Fellipe Lucena e Thiago Ferri
20/10/2017
08:00
São Paulo (SP)

O golaço marcado por Borja na vitória por 2 a 0 sobre a Ponte Preta, com direito a chapéu em Aranha, encerrou um jejum que completaria quatro meses neste sábado - o último gol do colombiano havia saído em 21 de junho, contra o Atlético-GO. Obviamente aliviado, o camisa 9 do Palmeiras voltou a falar que ainda precisa se adaptar e prometeu trabalhar mais para retribuir o esforço feito pelo clube para contratá-lo.

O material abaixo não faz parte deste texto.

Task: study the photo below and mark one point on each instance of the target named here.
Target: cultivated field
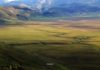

- Sem dúvida (saiu um peso das costas). Não é fácil tudo o que tenho vivido aqui no Brasil, tem sido muito difícil, mas acredito em Deus. Tudo tem um propósito especial. Eu sempre estive tranquilo. A dificuldade é na adaptação, aqui o jogo é mais rápido, isso tem me custado. Agora temos um novo treinador e vou continuar trabalhando para me adaptar mais rápido, vou ficar atento aos movimentos que os meus companheiros fazem - disse.


Borja espantou o continente no segundo semestre do ano passado, confirmando no Atlético Nacional (COL) a fama de artilheiro que tinha no pequeno Cortuluá (COL). Com aporte da Crefisa, o Palmeiras o comprou por 10,5 milhões de dólares (R$ 33 milhões na época). Só não é a contratação mais cara da história do clube porque a volta de Valdivia, em 2010, acabou custando R$ 36 milhões devido ao atraso nos pagamentos ao banco Banif, que emprestou o dinheiro.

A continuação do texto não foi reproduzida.